I think the DWP’s interpretation in this case is doubtful, and it may well be challenged in the courts before long. It looks too as if they’ve suspended benefits on the basis that Germany ought to accept liability for a non-resident disabled person, in circumstances where the UK itself wouldn’t. There’s an evident problem in introducing rules that are so obscure that the DWP itself gets it wrong on its first go and where no-one has any hope of working out what ought to happen unless it goes to court. This is bad practice in every sense, and it ought to stop here.
In this sort of case the European Commission is supposed to help. They will answer letters and emails. It might be worth a try, as DWP is bound to take account of the enswer. Good luck to this family.

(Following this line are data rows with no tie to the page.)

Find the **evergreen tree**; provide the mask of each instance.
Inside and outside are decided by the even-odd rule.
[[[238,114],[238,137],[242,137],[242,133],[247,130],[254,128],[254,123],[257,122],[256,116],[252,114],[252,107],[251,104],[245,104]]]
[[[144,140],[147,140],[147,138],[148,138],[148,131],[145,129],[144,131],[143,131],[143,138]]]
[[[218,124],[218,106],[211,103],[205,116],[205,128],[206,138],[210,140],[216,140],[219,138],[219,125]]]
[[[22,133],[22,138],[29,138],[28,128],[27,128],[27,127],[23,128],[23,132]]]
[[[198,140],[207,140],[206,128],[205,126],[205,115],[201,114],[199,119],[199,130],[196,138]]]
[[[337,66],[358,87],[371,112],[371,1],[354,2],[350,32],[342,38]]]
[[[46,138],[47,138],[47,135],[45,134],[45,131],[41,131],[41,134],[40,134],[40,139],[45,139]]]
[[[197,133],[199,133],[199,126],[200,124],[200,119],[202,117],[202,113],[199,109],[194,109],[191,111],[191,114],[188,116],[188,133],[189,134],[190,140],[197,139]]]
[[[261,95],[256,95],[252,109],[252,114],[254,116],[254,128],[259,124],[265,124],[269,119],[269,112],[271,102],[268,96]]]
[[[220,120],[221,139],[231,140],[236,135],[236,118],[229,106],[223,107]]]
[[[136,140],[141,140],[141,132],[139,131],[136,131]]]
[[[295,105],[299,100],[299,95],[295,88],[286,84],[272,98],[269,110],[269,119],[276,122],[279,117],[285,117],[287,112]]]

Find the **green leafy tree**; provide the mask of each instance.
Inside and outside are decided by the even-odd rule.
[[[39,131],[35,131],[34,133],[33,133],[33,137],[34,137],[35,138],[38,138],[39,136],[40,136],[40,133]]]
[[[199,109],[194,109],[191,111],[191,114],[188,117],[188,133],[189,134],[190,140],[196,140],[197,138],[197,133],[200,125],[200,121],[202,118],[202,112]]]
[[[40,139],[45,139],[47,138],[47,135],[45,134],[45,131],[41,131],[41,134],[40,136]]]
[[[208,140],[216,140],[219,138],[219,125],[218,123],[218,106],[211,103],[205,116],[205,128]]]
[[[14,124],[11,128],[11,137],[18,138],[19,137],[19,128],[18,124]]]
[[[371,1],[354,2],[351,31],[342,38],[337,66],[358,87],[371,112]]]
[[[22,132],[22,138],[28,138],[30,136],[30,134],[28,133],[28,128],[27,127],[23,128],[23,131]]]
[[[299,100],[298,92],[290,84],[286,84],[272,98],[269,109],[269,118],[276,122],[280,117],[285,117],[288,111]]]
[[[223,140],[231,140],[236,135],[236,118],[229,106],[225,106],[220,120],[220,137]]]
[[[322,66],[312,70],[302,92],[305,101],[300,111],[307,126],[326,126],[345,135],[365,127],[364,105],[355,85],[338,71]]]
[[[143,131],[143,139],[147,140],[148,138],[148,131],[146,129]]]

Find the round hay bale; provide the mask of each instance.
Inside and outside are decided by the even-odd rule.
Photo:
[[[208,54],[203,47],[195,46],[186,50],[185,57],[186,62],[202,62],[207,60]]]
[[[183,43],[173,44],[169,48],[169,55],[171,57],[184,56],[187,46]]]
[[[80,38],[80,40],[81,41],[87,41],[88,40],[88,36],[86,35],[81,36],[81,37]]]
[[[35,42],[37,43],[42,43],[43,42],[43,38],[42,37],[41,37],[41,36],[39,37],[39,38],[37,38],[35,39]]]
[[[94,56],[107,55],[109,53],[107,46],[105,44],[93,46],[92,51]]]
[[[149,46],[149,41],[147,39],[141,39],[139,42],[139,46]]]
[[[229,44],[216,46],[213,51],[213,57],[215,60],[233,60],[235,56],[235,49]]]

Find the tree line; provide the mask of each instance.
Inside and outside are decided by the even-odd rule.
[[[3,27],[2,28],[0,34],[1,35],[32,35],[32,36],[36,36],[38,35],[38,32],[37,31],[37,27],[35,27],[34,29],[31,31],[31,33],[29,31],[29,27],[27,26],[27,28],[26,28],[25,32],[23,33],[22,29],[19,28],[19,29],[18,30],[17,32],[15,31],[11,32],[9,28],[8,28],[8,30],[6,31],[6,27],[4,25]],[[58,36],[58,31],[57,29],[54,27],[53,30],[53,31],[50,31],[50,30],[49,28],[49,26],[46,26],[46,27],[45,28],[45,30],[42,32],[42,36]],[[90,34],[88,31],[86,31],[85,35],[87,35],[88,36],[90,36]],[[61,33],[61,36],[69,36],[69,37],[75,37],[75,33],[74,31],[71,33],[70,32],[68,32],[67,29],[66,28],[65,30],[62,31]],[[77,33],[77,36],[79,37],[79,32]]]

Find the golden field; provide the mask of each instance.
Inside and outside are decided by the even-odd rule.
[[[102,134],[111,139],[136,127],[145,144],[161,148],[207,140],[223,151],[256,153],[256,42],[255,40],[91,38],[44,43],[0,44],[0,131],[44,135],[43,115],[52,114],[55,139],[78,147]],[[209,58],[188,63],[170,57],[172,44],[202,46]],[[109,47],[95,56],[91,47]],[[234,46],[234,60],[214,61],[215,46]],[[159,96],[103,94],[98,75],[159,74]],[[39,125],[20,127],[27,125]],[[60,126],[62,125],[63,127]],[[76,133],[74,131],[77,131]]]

Paul, if I am not mistaken there is another point – and actually a very simple one: If DLA is an individualised claim, i.e. a claim that grants the right to receive benefit to the person in question (not the family or family members), this adds another point to the dubiety of the decision
On the limited amount of information shown about the case, it seems advisable for the parent to dispute the decision (if it is a decision on entitlement, and not just a suspension of payment) through the statutory channels. As I am sure you know well Paul, that means first requesting a reconsideration of the decision. Normal time limit for a request is one month from date of decision, which can be extended in special circumstances. In the event that the decision gets upheld on reconsideration, there is then a right to appeal directly to the First-tier Tribunal. Again normal time limit one month, which can be extended if benefit authority does not object, otherwise at discretion of Tribunal. I just wonder if that option has been drawn to the parent’s attention? I would also suggest she gets specialist expert advice form a local welfare rights agency, or from a CAB or similar. Seems there could well be arguments to be made (perhaps as yet untested) that might find favour with a Tribunal.